Tuning Strategy

The logic for optimizing the compiler precision is as follows:

Set the compilation option of the Kunpeng and x86 platforms to -O1 and use the same open source SLEEF math library. In this circumstance, check whether the precision of Kunpeng is the same as that of x86, or whether the precision is improved compared with that of -O3. Because ICC has the loop combining bug, you may need to use the -O1 option for specific files.
Figure 1 ICC loop combining bug

According to the code semantics, in this loop, the calculation process of SUMDP is to add several numbers in the sequence of the array index.

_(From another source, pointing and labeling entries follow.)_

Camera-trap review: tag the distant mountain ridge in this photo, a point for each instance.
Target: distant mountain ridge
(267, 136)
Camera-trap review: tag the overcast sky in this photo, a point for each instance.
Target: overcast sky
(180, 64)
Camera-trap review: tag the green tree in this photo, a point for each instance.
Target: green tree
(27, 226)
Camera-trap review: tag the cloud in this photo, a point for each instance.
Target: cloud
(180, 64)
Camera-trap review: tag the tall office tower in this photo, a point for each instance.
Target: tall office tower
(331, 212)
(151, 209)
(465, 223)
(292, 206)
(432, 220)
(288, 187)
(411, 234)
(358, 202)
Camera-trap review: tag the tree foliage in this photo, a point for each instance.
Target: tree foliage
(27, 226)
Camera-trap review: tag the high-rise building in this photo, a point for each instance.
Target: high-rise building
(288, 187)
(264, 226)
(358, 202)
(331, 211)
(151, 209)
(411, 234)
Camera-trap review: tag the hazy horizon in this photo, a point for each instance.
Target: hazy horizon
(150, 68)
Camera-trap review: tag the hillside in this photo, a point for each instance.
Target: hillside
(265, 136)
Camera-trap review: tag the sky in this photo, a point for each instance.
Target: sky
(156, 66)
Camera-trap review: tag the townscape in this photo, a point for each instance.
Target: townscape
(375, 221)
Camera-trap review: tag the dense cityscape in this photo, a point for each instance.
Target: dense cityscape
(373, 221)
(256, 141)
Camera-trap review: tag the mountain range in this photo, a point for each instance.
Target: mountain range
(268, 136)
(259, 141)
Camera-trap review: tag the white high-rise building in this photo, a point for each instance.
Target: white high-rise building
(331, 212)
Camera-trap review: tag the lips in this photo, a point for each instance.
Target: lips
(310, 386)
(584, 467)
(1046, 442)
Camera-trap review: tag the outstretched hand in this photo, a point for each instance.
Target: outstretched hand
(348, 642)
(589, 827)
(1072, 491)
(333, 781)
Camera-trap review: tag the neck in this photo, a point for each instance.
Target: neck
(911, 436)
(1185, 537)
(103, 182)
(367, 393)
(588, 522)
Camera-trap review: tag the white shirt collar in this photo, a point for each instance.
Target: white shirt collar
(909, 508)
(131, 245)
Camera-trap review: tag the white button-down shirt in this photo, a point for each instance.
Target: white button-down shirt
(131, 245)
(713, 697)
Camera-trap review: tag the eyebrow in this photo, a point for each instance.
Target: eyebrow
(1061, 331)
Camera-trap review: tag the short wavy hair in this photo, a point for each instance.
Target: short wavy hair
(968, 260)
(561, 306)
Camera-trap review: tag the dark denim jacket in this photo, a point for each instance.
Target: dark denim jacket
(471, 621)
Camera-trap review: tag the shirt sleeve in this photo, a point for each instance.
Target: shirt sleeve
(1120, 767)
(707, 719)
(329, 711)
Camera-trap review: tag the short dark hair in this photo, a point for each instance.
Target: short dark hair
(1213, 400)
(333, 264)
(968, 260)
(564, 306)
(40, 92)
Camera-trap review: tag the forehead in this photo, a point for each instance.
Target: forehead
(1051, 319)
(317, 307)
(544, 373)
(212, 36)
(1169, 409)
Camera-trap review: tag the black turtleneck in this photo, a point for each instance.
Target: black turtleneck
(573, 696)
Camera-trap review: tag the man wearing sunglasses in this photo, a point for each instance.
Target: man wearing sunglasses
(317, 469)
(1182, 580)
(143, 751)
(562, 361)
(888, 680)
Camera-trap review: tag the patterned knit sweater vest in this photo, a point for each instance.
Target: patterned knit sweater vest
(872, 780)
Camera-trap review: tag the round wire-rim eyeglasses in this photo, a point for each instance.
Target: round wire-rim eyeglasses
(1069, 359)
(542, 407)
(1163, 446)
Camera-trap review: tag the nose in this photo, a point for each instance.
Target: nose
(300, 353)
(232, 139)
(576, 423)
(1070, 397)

According to the test result, the SUMDP calculation results are different when ICC uses the -O3 and -O0/-O1 compilation configurations.

This example uses the binary differences in the sum of the sequential addition of six numbers (the correct result by manual calculation is 0b01000110010110001100000000110100):
- When ICC uses -fp-model precise -O3 compilation configuration, the result is 0b01000110010110001100000000110011.
- When ICC uses -fp-model precise -O0 or -fp-model precise -O1 compilation configuration, the result is 0b01000110010110001100000000110100.
- When BiSheng uses -O3 or -O0 compilation configuration, the result is 0b01000110010110001100000000110100.
Therefore, it can be inferred that there is precision loss when ICC uses the -fp-model precise -O3 compilation configuration to optimize the loop. This tuning conflicts with -fp-model precise, which is a bug of ICC.
In the WRF source code, the code that has the bug are as follows:
- physics/module_cu_bmj.F (corresponding physical parameter: cu_physics=2)
- physics/module_cu_gf_deep.F (corresponding physical parameter: cu_physics=3)
- physics/module_ra_goddard.F (corresponding physical parameter: ra_lw_physics=5/ra_sw_physics=5)

After the difference of the option O1 is excluded, select compilation options from Table 1 for tuning based on the pre-set precision benchmark. In the following policies, the optimal precision mode is most commonly used.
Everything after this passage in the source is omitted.